Artist Biography

Destiny Palmer  is a current MFA candidate at Tyler School of Art at Temple University. Palmer is a graduate of Massachusetts College of Art and Design. Destiny was co-founder of Traditions Remixed, an artist collective whose goal is to create a supportive community for young artists, especially artists of color, encouraging collaboration and networking. Palmer has been exploring and investigating what it means to be an artist and advocate for the arts. Palmer served on Boston's Arts and Culture Team under new elected Mayor Marty Walsh. Palmer has also worked with organizations like Discover Roxbury, Dorchester Arts Collective and TLC Arts and Sciences Foundation, while  also participating in exhibitions at the Isabella Stewart Gardner Museum and Museum of Fine Arts. Prior to moving to Philadelphia, Palmer was a faculty member at Boston Arts Academy. As an educator her  goals are to  mentor  students  as they develop as young creators, especially in preparation for college and as artistic professionals.

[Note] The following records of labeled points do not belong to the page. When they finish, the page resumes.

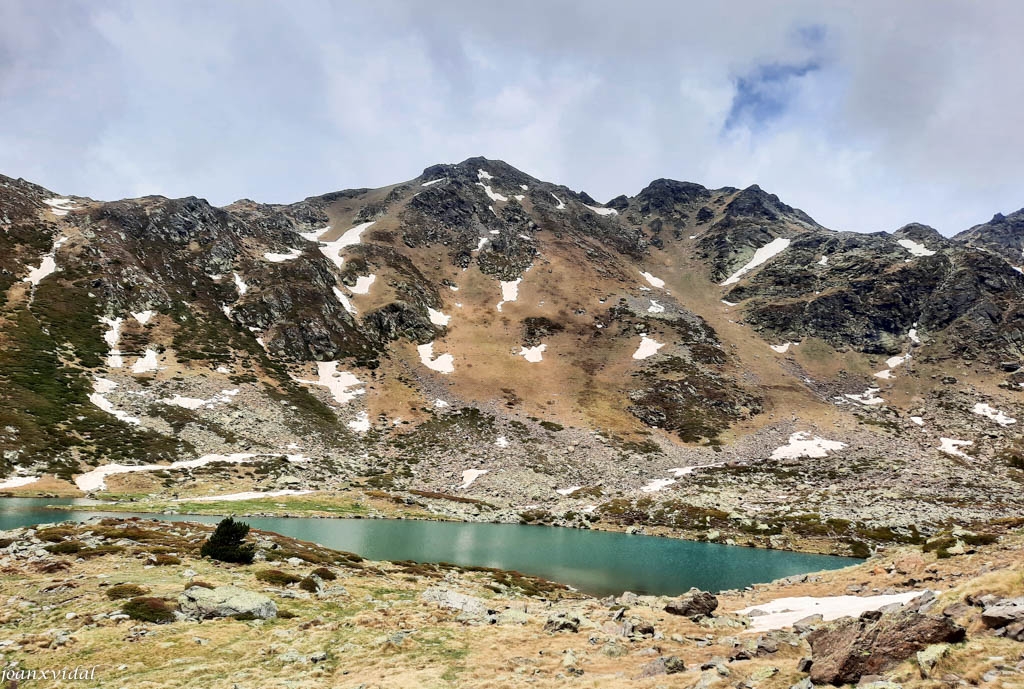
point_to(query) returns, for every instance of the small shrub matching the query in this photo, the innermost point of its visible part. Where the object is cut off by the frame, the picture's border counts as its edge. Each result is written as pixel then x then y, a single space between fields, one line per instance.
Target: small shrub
pixel 227 543
pixel 66 547
pixel 325 573
pixel 202 585
pixel 278 577
pixel 122 591
pixel 147 609
pixel 164 560
pixel 54 533
pixel 859 549
pixel 98 551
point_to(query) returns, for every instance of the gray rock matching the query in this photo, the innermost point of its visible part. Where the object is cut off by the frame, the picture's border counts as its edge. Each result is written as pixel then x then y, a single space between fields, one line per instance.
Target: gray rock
pixel 695 603
pixel 1004 612
pixel 456 601
pixel 228 601
pixel 561 621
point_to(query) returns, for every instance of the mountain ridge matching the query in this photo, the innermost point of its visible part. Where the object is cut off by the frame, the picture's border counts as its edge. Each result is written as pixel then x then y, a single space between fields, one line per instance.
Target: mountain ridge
pixel 478 332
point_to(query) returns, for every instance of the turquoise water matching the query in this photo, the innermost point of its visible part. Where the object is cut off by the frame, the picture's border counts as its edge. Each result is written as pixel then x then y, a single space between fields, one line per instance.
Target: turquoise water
pixel 597 562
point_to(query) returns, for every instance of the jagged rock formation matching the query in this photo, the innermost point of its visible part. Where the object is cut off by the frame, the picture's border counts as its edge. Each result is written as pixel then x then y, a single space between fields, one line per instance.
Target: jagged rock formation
pixel 479 312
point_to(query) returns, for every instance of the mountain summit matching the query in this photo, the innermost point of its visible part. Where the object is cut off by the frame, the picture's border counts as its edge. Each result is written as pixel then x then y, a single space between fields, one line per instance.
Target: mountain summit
pixel 479 333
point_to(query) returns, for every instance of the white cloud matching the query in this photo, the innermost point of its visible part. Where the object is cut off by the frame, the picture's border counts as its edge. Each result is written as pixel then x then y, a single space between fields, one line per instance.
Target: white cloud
pixel 908 112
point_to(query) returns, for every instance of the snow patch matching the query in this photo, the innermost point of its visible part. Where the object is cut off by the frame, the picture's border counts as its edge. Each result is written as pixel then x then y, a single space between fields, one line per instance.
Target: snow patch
pixel 648 347
pixel 894 361
pixel 17 482
pixel 249 494
pixel 679 472
pixel 784 611
pixel 494 196
pixel 96 479
pixel 657 484
pixel 952 446
pixel 314 234
pixel 100 386
pixel 762 255
pixel 363 284
pixel 340 296
pixel 438 317
pixel 471 475
pixel 803 444
pixel 983 410
pixel 113 338
pixel 534 354
pixel 47 264
pixel 146 363
pixel 868 397
pixel 281 258
pixel 914 248
pixel 443 363
pixel 223 397
pixel 510 291
pixel 351 237
pixel 360 424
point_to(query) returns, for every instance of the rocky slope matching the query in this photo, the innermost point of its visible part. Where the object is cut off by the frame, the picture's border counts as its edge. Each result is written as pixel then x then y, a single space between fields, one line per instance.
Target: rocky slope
pixel 131 603
pixel 686 358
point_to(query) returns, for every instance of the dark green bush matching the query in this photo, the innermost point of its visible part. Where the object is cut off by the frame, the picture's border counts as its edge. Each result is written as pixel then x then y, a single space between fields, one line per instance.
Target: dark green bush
pixel 276 577
pixel 227 543
pixel 148 609
pixel 163 560
pixel 325 573
pixel 122 591
pixel 66 547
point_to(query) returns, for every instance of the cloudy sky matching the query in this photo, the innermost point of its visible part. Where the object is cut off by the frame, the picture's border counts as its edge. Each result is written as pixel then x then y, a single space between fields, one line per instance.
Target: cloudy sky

 For more information on Destiny's work, to get in touch regarding employment opportunities, or to just say hello, feel free to get in touch.


Studio Review by Michael J Carroll

There is an elegant, poetic thread that runs throughout Destiny Palmer’s paintings and fabric works. Fabric is implicitly tactile. We clothe ourselves in fabric and cover our furniture in it to further our comfort. Yet, fabric is cut, torn and pierced with a needle in order to stretch and contort the woven cloth into a wearable form or a cover for the armature of a chair. Palmer’s hand-sewn fabric assemblages are foiled by her vibrant paintings that encapsulate the inter-sectional, complex nature of life and its obstacles.  By pairing her fabric works with these paintings, the latter are foiled by the subtlety of fabric. However, the delicacy of the sewn pieces is deceiving given the artist’s process of violently hand-sewing the materials together with a sharp needle and thread.

Behind the production of materials like fabric or furniture exists artistry, craft, labor, tradition and a social history that may or may not be readily apparent. For Palmer, her family’s unwilled past in South Carolina spurs her preoccupation with the invisible labor of slaves that has been omitted from history. Palmer’s interest in disregarded labor inspires her research-based process of dismantling the multi-faceted narratives of laborers, both historical and contemporary, and the systems that enabled their omission from public consciousness.

One way in which Palmer connects her artwork to the material’s background is her selection of primarily second-hand fabrics. By working with used fabrics, the artist re-contextualizes the history woven into the cloth and constructs conceptual fibrous sculptures. Palmer associates cotton with the slave labor, the people who historically would have picked the crop in the United States. She then extrapolates on this idea by using cotton materials as a signifier of the invisible labor behind the material. To do this, she pairs the cotton fabric with patriotic panels of red, white and blue starred fabrics to assail the United States’ exploitation of slave labor from its founding to its continued historical erasure.